Ambas son parte del duelo. En una primera etapa los familiares pueden sentirse indefensos ante la partida de un ser amado, sentir enojo porque los han dejado solos. En ese momento las personas sienten que no pueden cambiar la situación, que es irremediable, que han perdido absolutamente todo en relación con el ser que ha partido. Y es normal este sentimiento de impotencia que la mayoría define como resignación y que, además, viene a ser una especie de paliativo para no causar más dolor a los demás familiares, pues suelen hacer lo posible para dejar de hablar de quien ya no está.

La resignación, como se dijo antes, es una etapa del duelo. Cuando la persona se queda en ella, no es capaz de salir de ese estado, entonces puede requerir ayuda especializada. Sin embargo, normalmente los deudos pasan a otra etapa del duelo que es la aceptación y que permite ver la situación desde un punto de vista más sereno y evolutivo. Cuando la persona que ha perdido un ser amado acepta tal hecho, esto no significa que lo sacará de su vida para siempre.

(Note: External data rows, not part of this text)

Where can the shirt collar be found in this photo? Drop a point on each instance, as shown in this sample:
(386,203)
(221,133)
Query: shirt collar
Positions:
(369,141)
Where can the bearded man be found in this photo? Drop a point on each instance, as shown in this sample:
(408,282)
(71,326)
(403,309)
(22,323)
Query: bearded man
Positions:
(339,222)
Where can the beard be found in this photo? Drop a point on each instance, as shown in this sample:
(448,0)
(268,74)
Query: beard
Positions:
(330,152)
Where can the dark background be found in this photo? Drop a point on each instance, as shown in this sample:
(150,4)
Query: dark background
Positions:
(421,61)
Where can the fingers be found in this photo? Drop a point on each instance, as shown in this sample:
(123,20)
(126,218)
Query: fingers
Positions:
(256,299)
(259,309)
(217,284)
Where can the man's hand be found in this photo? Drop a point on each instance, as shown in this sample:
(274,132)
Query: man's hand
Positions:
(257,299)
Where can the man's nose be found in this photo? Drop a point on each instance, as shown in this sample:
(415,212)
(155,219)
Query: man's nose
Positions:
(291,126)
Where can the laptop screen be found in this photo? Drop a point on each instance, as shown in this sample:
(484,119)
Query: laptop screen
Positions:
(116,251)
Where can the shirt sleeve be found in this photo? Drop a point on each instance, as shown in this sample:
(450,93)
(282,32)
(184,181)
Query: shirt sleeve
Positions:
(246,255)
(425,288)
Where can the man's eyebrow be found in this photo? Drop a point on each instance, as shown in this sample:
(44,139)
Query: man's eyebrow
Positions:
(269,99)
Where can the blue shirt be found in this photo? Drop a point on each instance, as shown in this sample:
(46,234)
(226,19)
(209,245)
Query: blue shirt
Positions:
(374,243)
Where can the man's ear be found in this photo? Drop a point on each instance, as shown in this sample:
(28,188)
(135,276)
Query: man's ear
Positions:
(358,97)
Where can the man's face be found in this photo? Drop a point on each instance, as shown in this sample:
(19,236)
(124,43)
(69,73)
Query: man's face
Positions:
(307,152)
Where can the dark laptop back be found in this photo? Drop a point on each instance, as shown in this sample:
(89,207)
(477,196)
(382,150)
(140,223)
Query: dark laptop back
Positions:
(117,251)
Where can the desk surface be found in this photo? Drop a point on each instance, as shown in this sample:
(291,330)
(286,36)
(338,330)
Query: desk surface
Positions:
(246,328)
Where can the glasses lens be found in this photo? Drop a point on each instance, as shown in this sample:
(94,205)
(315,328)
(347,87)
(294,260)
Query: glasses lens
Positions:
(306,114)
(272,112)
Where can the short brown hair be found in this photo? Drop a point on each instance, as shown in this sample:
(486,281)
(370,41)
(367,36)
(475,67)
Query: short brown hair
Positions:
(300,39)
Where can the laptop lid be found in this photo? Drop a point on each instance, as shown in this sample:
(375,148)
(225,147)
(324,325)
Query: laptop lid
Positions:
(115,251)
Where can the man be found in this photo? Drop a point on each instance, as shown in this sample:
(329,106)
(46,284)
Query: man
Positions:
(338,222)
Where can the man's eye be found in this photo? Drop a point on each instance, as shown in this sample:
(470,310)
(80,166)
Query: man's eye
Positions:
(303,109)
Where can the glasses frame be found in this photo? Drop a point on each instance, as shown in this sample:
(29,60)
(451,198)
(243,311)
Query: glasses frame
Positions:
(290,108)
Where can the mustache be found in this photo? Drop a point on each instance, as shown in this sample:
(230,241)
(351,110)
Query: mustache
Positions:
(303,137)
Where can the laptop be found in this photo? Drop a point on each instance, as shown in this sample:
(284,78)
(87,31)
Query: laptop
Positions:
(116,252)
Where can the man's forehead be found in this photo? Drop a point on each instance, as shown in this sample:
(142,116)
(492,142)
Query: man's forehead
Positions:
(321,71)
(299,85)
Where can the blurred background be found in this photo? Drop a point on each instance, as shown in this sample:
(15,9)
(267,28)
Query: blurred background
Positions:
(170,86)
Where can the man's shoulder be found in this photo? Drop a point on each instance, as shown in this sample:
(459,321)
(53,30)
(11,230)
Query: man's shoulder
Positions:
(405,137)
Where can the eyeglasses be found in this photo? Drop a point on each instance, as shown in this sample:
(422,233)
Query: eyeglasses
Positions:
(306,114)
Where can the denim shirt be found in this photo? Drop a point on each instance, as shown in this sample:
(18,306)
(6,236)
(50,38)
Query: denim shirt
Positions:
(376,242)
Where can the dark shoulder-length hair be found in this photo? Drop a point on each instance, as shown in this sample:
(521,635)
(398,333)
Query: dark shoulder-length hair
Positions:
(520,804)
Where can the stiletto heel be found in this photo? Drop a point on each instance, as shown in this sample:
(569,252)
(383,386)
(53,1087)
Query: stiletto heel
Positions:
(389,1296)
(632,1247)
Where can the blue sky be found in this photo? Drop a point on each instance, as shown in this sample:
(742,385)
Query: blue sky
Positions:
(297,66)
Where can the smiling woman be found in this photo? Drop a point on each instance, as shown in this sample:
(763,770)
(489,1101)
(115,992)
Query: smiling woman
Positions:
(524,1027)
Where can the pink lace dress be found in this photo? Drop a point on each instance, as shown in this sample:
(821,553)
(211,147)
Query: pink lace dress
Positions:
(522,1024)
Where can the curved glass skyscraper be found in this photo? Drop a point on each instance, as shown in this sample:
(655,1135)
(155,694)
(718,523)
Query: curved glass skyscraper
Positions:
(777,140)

Al contrario, al aceptar su partida afloran en su mente todos los buenos y bellos momentos vividos, las alegrías compartidas, los desvelos por una buena causa o como apoyo a otras personas o el cuidado de los hijos. La aceptación ayuda a darle valor a todo lo vivido con el ser que ha muerto y recordarlo desde los momentos felices y afortunados de la vida.

La resignación, en el duelo, casi siempre da paso a la aceptación de que la vida continúa, que no se queda estancada porque nuestros seres queridos ya no están físicamente a nuestro lado. Es importante, por supuesto, recordar que la muerte no es más que el final del cuerpo físico, luego de un período de tiempo en el cual el individuo completa su crecimiento y desarrollo. De manera que cuando una persona muere los familiares pueden refugiarse en los recuerdos más afortunados con esa persona en lugar de aferrarse a su ausencia física, y continuar la vida ofreciéndoles siempre respeto y honrando su memoria.